Tragedia na plaży w Hiszpanii. Wiele niewiadomych
Ciało dziecka zostało wyrzucone na plażę Costa Daurad w Hiszpanii. Jak wynika z zeznań, pierwsze osoby, nie wezwały policji, bo myślały, że to porzucona lalka.
We wtorek ciało zostało znalezione na plaży Costa Daurada w kurorcie Roda de Berà. Jego wiek szacuje się na około dwa-trzy lata. Odkrycia dokonała osoba sprzątająca plażę.
Policja, która przybyła na miejsce poinformowała, że dziecko nie ma głowy oraz innych części ciała. Zwłoki najprawdopodobniej wyrzuciło morze.
ZOBACZ: Legnica: Zwłoki znalezione nad rzeką. Prokuratura opublikowała wyniki sekcji
Jak informuje Daily Mail, funkcjonariusze Gwardii Cywilnej odgrodzili teren i kazali ewakuować turystów na inne części plaży. Pod uwagę brana jest hipoteza, że dziecko mogło znajdować się na łodzi imigrantów, która przewróciła się na Morzu Śródziemnym.

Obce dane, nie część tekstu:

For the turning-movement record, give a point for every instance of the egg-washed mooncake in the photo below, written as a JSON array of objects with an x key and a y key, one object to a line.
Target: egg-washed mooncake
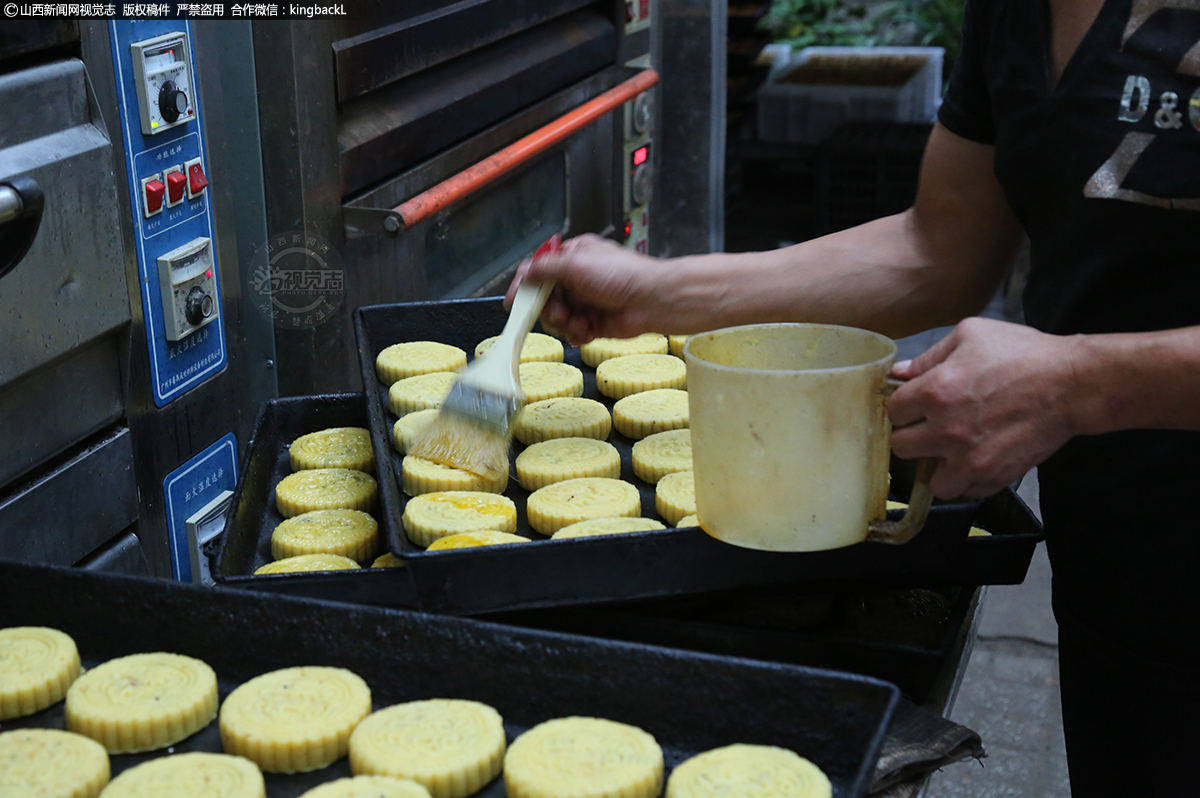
[
  {"x": 761, "y": 771},
  {"x": 349, "y": 533},
  {"x": 324, "y": 489},
  {"x": 561, "y": 459},
  {"x": 675, "y": 497},
  {"x": 597, "y": 351},
  {"x": 538, "y": 347},
  {"x": 473, "y": 539},
  {"x": 388, "y": 559},
  {"x": 36, "y": 667},
  {"x": 621, "y": 377},
  {"x": 420, "y": 475},
  {"x": 583, "y": 757},
  {"x": 544, "y": 381},
  {"x": 198, "y": 774},
  {"x": 295, "y": 719},
  {"x": 607, "y": 527},
  {"x": 450, "y": 513},
  {"x": 334, "y": 448},
  {"x": 450, "y": 745},
  {"x": 562, "y": 504},
  {"x": 414, "y": 358},
  {"x": 409, "y": 429},
  {"x": 420, "y": 393},
  {"x": 643, "y": 414},
  {"x": 309, "y": 564},
  {"x": 563, "y": 417},
  {"x": 661, "y": 454},
  {"x": 143, "y": 702},
  {"x": 369, "y": 787},
  {"x": 52, "y": 763}
]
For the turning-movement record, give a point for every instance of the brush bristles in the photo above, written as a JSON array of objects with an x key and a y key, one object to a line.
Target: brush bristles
[{"x": 460, "y": 442}]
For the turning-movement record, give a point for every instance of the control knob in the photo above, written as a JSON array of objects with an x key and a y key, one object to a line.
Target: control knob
[
  {"x": 172, "y": 102},
  {"x": 198, "y": 306}
]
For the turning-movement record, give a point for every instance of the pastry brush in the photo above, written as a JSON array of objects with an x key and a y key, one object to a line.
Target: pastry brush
[{"x": 473, "y": 427}]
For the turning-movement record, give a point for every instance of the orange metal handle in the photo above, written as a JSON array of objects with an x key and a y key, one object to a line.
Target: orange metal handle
[{"x": 469, "y": 180}]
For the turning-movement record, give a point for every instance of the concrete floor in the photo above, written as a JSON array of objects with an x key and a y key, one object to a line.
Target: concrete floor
[{"x": 1009, "y": 693}]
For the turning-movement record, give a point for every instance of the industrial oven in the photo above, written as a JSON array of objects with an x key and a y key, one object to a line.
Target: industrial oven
[{"x": 190, "y": 213}]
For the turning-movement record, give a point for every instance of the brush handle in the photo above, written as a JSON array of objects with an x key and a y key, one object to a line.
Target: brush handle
[{"x": 527, "y": 305}]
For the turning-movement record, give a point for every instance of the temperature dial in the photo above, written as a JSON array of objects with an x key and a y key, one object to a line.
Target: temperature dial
[
  {"x": 643, "y": 184},
  {"x": 172, "y": 102},
  {"x": 198, "y": 306}
]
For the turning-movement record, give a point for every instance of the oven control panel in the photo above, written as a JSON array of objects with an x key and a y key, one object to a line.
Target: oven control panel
[
  {"x": 162, "y": 72},
  {"x": 639, "y": 171},
  {"x": 167, "y": 165}
]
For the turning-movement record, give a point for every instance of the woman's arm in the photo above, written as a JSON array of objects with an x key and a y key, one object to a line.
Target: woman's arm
[
  {"x": 994, "y": 400},
  {"x": 930, "y": 265}
]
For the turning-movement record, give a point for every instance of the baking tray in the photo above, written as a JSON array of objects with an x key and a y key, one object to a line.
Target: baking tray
[
  {"x": 245, "y": 545},
  {"x": 723, "y": 624},
  {"x": 689, "y": 702},
  {"x": 648, "y": 564}
]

Tragedia na plaży w Hiszpanii. Wiele niewiadomych
Ratusz Roda de Berà zamieścił twitta z prośbą o niezbliżanie się do terenu. "Teren jest odgrodzony. Prosimy, abyście tam nie chodzili" - napisano.
Burmistrz przekazał, że dziecko nie posiadało odpowiedniego ubrania na plażę. Miało na sobie coś w rodzaju dresu i kurtkę. Jak wynika z zeznań, pierwsze osoby, które widziały chłopca, mogły nie wezwać policji, ponieważ myślały, że to lalka.